We hear it all the time: “parkrun is for all abilities and paces.” I’m sure I’ve said it myself at minimum 42 times. But I don’t think I understood what it meant until this past weekend. Let me explain.
I’ve never claimed to be the fastest runner but I have always been able to keep a decent pace. I’ve encouraged people faster than me, slower than me, and at my pace to come to parkrun. I think everyone is better for coming to parkrun and we celebrate all times and paces at parkrun as though you just won Olympic gold!
But then this past week I suffered from what I can only characterize as a severe neurological meltdown. I could no longer keep that decent pace because I couldn’t walk and I couldn’t talk. And I will admit, in the midst of my worst moments, I did think “please don’t make me miss another parkrun,” probably not where my priorities should have been, but that’s where they were.
I finally left the hospital on Friday with my walking still severely compromised, which meant I had to use a walker at parkrun the following day. I had also used it at a grocery store, where I kept getting weird looks from people and could feel judgment and it felt a little disarming.
But not at parkrun! I covered my walker in streamers and glitter and I was ready to go! From start to finish everyone at parkrun was so helpful! Dan picked me up so I could get there, then at parkrun everyone wanted to make sure I was ok, and helped me get around. They wanted photos with me and my sparkly walker which made me feel like a minor parkrun celebrity. There was no judgement and no looks and I was welcomed back with open arms!

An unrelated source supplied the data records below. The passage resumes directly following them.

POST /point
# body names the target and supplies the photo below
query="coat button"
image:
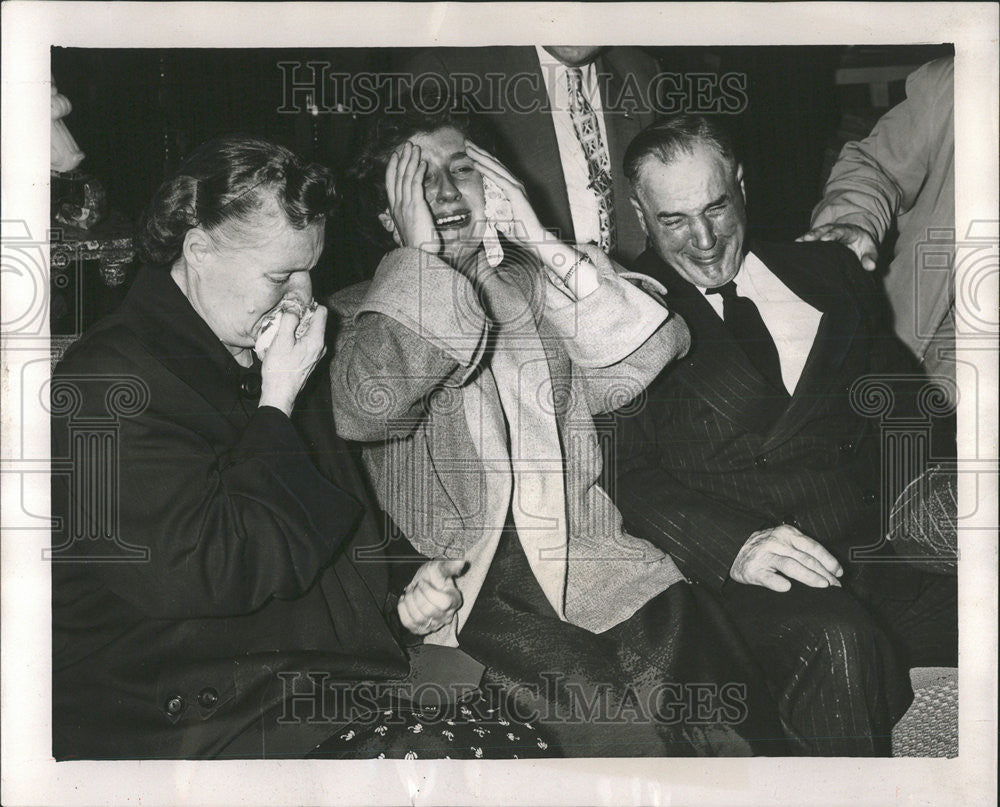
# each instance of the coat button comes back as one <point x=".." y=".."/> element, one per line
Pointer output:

Parkrun is in fact for everyone. In my handicapped state, I was still able to participate as a volunteer, but If I wanted to walk the course that day, the team would have been cheering me on and helping me complete the full 5K with my walker.
If you think you’re not fast enough for parkrun, or you’re differently abled and think you might not be accepted, please come talk to me! Parkrun is the best community where all are welcomed!
Love and Grattitude,
(I was not your run director this week, but Dan let me write the report anyways)

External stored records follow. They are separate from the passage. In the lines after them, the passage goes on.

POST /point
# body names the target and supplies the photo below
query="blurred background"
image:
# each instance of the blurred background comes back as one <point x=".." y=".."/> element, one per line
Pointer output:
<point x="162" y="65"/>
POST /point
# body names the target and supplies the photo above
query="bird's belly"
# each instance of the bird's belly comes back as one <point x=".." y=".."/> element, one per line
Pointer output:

PS: Just about all my visitors at the hospital were parkrun friends. Parkrun is a community that doesn't just exist on Saturday at 9am. Even though I couldn't walk or talk, I felt like the luckiest girl to receive so much love from the parkrun community. I had about 10 parkrun friends visit me in the hospital on Christmas, so I am in fact the luckiest girl! Parkrun truly has changed my life in Boston, and I feel indebted to it!